Zu geringe Bestimmungsgrenzen

f3: Woran fehlt es noch bei der Umsetzung?

Tokarski: Die standardisierten Messmethoden für die Humusbestimmung sind für den CO2-Zertifikathandel zu ungenau. Das lässt sich schon anhand der geringen Bestimmungsgrenzen erkennen. Sie liegt bei lediglich < 0,1 bis < 0,2 %. Das heißt: Auf 1 kg Boden kommen 1 bis 2g Humus. Doch das ist nicht das einzige Problem.

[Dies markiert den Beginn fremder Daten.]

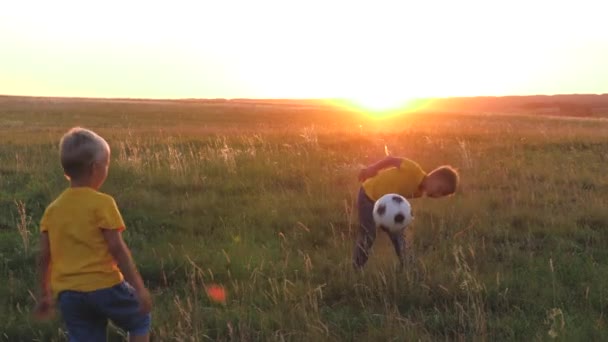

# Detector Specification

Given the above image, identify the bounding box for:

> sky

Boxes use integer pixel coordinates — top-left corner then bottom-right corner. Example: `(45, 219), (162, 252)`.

(0, 0), (608, 103)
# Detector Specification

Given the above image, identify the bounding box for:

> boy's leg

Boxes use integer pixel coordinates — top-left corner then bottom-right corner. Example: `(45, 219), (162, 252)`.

(59, 291), (108, 342)
(353, 188), (376, 268)
(95, 281), (151, 341)
(388, 230), (405, 267)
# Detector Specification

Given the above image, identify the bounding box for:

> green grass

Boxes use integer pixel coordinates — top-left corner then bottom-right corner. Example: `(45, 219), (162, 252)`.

(0, 98), (608, 341)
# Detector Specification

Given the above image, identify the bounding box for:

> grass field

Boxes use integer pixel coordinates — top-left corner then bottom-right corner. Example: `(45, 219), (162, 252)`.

(0, 98), (608, 341)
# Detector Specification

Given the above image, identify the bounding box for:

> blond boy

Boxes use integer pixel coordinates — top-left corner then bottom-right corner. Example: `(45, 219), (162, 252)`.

(34, 127), (152, 341)
(353, 156), (459, 268)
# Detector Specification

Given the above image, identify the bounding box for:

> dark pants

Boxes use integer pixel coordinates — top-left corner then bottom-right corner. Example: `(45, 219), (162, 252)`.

(353, 187), (405, 268)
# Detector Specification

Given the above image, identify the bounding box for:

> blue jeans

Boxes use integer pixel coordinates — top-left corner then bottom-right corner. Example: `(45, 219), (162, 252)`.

(59, 281), (151, 342)
(353, 187), (405, 268)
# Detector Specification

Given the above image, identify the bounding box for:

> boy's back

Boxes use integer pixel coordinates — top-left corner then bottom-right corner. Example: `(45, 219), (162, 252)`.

(362, 159), (426, 201)
(41, 187), (125, 294)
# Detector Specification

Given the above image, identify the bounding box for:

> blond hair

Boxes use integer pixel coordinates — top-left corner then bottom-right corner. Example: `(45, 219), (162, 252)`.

(59, 127), (110, 179)
(429, 165), (460, 195)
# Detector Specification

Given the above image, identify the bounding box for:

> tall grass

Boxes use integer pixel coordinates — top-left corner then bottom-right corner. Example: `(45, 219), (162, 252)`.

(0, 100), (608, 341)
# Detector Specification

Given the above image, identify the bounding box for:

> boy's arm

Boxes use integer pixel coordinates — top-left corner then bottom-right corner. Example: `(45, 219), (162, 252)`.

(359, 156), (403, 182)
(101, 229), (152, 313)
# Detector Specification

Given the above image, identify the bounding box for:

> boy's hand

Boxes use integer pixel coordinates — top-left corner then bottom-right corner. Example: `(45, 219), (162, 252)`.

(32, 295), (53, 321)
(137, 288), (152, 314)
(359, 167), (377, 182)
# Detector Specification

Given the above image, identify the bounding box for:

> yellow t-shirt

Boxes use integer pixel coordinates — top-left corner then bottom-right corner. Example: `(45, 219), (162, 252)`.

(363, 159), (426, 201)
(40, 187), (125, 296)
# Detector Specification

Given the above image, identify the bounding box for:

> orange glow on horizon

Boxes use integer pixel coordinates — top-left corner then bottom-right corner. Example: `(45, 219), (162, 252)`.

(330, 97), (430, 118)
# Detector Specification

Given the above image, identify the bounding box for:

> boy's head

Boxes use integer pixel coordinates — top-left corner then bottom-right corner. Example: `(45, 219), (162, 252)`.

(59, 127), (110, 189)
(424, 166), (459, 197)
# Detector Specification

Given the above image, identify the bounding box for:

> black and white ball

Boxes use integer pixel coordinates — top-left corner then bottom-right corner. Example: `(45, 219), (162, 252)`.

(374, 194), (414, 233)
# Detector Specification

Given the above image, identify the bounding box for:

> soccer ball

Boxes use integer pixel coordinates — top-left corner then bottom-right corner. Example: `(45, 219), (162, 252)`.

(374, 194), (414, 234)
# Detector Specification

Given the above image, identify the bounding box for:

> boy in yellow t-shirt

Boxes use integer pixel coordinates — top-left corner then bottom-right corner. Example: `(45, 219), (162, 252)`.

(353, 156), (458, 268)
(34, 127), (152, 341)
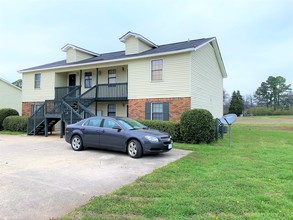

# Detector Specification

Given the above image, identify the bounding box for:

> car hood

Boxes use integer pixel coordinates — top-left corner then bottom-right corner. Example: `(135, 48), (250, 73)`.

(133, 129), (170, 137)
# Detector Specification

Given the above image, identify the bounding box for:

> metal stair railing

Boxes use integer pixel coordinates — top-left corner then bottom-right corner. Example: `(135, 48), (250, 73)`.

(62, 86), (81, 100)
(62, 100), (83, 124)
(77, 102), (95, 118)
(27, 103), (45, 135)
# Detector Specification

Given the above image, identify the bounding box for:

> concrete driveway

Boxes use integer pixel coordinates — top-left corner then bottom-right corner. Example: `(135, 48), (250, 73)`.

(0, 135), (189, 220)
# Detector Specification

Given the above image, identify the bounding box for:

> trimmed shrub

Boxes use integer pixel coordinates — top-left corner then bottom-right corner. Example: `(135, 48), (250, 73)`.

(3, 116), (28, 132)
(180, 109), (215, 144)
(247, 107), (293, 116)
(0, 108), (18, 130)
(138, 120), (182, 142)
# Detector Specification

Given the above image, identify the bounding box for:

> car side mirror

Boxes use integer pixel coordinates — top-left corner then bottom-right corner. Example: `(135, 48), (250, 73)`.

(112, 125), (122, 132)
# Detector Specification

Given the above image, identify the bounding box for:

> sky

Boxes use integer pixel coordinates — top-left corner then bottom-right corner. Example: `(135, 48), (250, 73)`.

(0, 0), (293, 96)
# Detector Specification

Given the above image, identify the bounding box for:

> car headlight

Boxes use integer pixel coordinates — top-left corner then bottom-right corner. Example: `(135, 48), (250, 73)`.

(144, 135), (159, 143)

Nicht nur der Gesamthumusgehalt ist für das Modell des CO2-Zertifikathandels wichtig, sondern ebenso der Zustand des Humus" - David Tokarski

f3: Woran fehlt es noch?

Tokarski: Nicht nur der Gesamthumusgehalt ist für das Modell des CO2-Zertifikathandels wichtig, sondern ebenso der Zustand des Humus. Hierbei geht es um genaue Informationen über die Humusmenge und die Qualität unterschiedlicher Humusformen. Handelt es sich um labilen Humus, also Nährhumus wie Stroh, Pflanzen- und Wurzelrückstände? Oder liegt stabiler Humus, also Dauerhumus aus stabilem organischem Dünger wie Stallmist, Gülle oder Gärsubstraten vor? Letzterer bringt einen Humusanteil, der über Jahre hinweg akkumuliert bzw. festgelegt wurde – über lange Zeit akkumuliert und im Gleichgewichtszustand. Nur in diesem Fall wäre das CO2 stabil im Boden gebunden.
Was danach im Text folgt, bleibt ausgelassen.